We are starting work on a Sitefinity CMS site and are having
difficulty in conceptualising how the authentication will hang together.
The site will make extensive use of custom components that
will call into our own (still in development) AspNet Web Api. This api
currently supports OAuth 2.0 and acts as its own authorisation server – this enables
a client to pass a user’s credentials to the api and receive an access token to
be used in subsequent api requests. The api provides access to an existing
production Sql Server database.
Now that we have started work on the Sitefinity CMS site it’s
apparent that a set of users is maintained in the CMS database and the
application uses OpenId Connect.
On registration, a CMS user will need to be associated with a user in the existing sql server database.
My questions are:
How can the Sitefinity client authenticate with the api?

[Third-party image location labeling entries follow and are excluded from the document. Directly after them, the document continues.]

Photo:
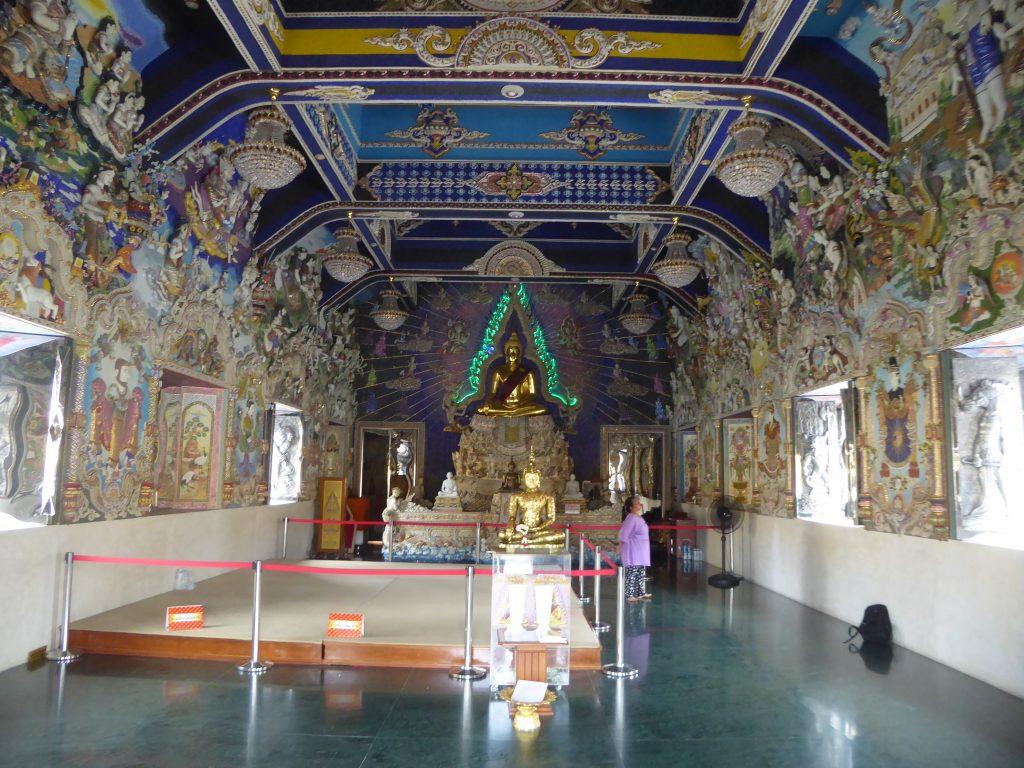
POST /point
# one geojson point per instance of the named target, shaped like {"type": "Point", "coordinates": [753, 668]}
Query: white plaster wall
{"type": "Point", "coordinates": [961, 604]}
{"type": "Point", "coordinates": [32, 563]}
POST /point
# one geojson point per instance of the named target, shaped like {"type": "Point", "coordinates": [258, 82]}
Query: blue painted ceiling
{"type": "Point", "coordinates": [515, 132]}
{"type": "Point", "coordinates": [589, 166]}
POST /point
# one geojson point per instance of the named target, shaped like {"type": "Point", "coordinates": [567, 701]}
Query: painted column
{"type": "Point", "coordinates": [75, 445]}
{"type": "Point", "coordinates": [147, 456]}
{"type": "Point", "coordinates": [791, 477]}
{"type": "Point", "coordinates": [935, 434]}
{"type": "Point", "coordinates": [864, 452]}
{"type": "Point", "coordinates": [756, 456]}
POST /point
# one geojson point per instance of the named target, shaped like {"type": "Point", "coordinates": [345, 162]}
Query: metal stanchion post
{"type": "Point", "coordinates": [62, 655]}
{"type": "Point", "coordinates": [620, 669]}
{"type": "Point", "coordinates": [583, 559]}
{"type": "Point", "coordinates": [254, 666]}
{"type": "Point", "coordinates": [597, 625]}
{"type": "Point", "coordinates": [468, 671]}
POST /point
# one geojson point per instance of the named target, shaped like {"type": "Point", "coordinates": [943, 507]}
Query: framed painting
{"type": "Point", "coordinates": [689, 468]}
{"type": "Point", "coordinates": [738, 467]}
{"type": "Point", "coordinates": [331, 502]}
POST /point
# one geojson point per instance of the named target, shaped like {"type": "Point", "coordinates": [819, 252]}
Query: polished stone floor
{"type": "Point", "coordinates": [743, 679]}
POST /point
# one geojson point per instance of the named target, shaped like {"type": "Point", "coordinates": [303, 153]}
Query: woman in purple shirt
{"type": "Point", "coordinates": [634, 550]}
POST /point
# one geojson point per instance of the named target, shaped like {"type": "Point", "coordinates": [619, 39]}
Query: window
{"type": "Point", "coordinates": [987, 438]}
{"type": "Point", "coordinates": [286, 455]}
{"type": "Point", "coordinates": [33, 392]}
{"type": "Point", "coordinates": [823, 433]}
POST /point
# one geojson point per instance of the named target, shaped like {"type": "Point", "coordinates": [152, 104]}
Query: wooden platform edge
{"type": "Point", "coordinates": [328, 652]}
{"type": "Point", "coordinates": [210, 648]}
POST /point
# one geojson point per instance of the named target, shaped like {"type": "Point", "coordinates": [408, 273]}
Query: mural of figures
{"type": "Point", "coordinates": [690, 464]}
{"type": "Point", "coordinates": [819, 436]}
{"type": "Point", "coordinates": [739, 460]}
{"type": "Point", "coordinates": [773, 475]}
{"type": "Point", "coordinates": [119, 394]}
{"type": "Point", "coordinates": [31, 382]}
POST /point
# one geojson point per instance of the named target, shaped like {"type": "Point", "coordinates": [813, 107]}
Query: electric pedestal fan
{"type": "Point", "coordinates": [727, 520]}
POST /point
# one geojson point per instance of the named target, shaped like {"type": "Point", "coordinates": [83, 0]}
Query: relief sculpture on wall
{"type": "Point", "coordinates": [988, 427]}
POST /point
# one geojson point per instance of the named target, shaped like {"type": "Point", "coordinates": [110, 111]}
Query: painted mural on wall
{"type": "Point", "coordinates": [145, 264]}
{"type": "Point", "coordinates": [773, 479]}
{"type": "Point", "coordinates": [739, 461]}
{"type": "Point", "coordinates": [893, 258]}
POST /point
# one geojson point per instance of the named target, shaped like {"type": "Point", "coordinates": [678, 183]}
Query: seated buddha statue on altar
{"type": "Point", "coordinates": [513, 387]}
{"type": "Point", "coordinates": [531, 515]}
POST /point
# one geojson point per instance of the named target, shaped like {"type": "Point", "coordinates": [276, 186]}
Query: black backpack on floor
{"type": "Point", "coordinates": [875, 629]}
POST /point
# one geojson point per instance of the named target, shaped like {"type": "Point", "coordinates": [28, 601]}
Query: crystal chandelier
{"type": "Point", "coordinates": [342, 259]}
{"type": "Point", "coordinates": [753, 168]}
{"type": "Point", "coordinates": [388, 315]}
{"type": "Point", "coordinates": [677, 268]}
{"type": "Point", "coordinates": [637, 318]}
{"type": "Point", "coordinates": [263, 159]}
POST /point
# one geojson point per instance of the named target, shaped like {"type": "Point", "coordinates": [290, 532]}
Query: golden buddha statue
{"type": "Point", "coordinates": [513, 387]}
{"type": "Point", "coordinates": [531, 515]}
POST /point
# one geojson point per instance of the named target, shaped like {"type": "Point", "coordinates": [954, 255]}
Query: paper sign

How can Sitefinity users be authorised in the api?
There are plans to create mobile applications which will hit
the api directly; Sitefintiy users will need to be authenticated in the api.
How could this work?
Approaches I’ve considered include writing a custom
membership provider to be used in the CMS that will point to a custom database
that will hold user information. The api will use this database directly to
Alternatively, either the api or the CMS could be the
identity server that the other will authenticate against, but I’m not sure how
to configure this – there doesn’t appear to be anything in the documentation
that caters for this scenario.
Any help anyone can provide would be most welcome.